She attended two-year community college, Santa Monica College, and completed her undergraduate studies at Lewis & Clark College in Portland, Oregon, graduating with a psychology degree in 1995. Lewinsky moved to Washington, D.C., where she worked at the White House as an unpaid summer intern starting in July 1995, moving to a paid position there in December 1995.
Scandal
Main: Lewinsky scandal Between November 1995 and March 1997, Lewinsky had an intimate relationship with President Bill Clinton. She later testified that the relationship involved oral sex in the Oval Office and other sexual contact but that sexual intercourse did not occur.

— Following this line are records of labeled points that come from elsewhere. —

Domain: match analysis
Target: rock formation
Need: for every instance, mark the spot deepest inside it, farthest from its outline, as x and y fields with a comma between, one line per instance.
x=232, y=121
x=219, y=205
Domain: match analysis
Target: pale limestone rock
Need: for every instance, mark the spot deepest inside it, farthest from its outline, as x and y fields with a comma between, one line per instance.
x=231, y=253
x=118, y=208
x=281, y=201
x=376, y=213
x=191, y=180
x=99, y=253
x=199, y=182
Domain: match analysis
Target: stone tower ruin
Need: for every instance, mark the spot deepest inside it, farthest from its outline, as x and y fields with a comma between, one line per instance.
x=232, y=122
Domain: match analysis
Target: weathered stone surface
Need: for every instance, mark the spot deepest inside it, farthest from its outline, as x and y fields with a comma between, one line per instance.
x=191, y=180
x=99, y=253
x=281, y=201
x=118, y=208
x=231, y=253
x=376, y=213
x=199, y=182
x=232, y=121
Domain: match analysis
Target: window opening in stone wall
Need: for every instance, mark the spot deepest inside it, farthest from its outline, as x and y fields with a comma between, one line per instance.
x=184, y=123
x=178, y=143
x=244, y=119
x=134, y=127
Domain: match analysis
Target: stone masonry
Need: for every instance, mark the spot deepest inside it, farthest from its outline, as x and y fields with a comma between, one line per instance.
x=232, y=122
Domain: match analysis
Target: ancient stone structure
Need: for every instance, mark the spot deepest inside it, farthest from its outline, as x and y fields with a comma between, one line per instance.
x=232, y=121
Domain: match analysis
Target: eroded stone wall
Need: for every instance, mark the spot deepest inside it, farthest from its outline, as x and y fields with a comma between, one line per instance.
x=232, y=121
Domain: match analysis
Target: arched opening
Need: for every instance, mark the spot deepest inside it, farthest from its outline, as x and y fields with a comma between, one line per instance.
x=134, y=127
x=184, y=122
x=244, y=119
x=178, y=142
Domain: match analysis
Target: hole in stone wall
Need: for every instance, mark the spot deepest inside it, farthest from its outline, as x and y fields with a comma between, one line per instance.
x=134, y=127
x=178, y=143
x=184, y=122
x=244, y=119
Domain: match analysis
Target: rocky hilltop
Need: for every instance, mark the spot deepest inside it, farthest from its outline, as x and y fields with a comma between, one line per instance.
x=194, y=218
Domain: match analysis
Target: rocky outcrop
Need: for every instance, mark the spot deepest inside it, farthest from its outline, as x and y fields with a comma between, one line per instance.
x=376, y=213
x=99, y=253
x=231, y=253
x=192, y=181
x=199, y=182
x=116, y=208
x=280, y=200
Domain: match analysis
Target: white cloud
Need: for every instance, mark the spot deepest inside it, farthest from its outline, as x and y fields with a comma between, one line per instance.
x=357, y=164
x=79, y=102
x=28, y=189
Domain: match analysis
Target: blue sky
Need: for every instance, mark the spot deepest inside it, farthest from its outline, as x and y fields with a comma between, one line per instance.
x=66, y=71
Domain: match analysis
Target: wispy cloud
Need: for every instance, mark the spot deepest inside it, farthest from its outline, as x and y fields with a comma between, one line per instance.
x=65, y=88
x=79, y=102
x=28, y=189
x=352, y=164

Clinton had previously been dogged by allegations of sexual misconduct, most notably in regard to an alleged long-term relationship with singer and former Arkansas state employee Gennifer Flowers, and an encounter with Arkansas state employee Paula Jones (née Corbin). These events were alleged to have occurred during Clinton's time as Governor of Arkansas. Lewinsky's name surfaced during legal proceedings connected to the latter matter, when Jones's lawyers sought corroborating evidence of Clinton's conduct to substantiate Jones's allegations.
In April 1996, Lewinsky's superiors relocated her job to the Pentagon because they felt she was spending too much time around Clinton. Lewinsky confided in a co-worker named Linda Tripp about her relationship with the President. Beginning in September 1997, Tripp began secretly recording their telephone conversations regarding the affair with Clinton. In January 1998, after Lewinsky had submitted an affidavit in the Paula Jones case denying any physical relationship with Clinton, and attempted to persuade Tripp to lie under oath in the Jones case, Tripp gave the tapes to Independent Counsel Kenneth Starr, and these tapes added to his ongoing investigation into the Whitewater controversy. Starr broadened his investigation to include investigating Lewinsky, Clinton, and others for possible perjury and subornation of perjury in the Jones case. Noteworthy for its revelation of Tripp's motivations was her reporting of their conversations to literary agent Lucianne Goldberg. Tripp also convinced Lewinsky to save the gifts that Clinton had given her during their affair, and not to dry clean what would later be infamously known as "the blue dress."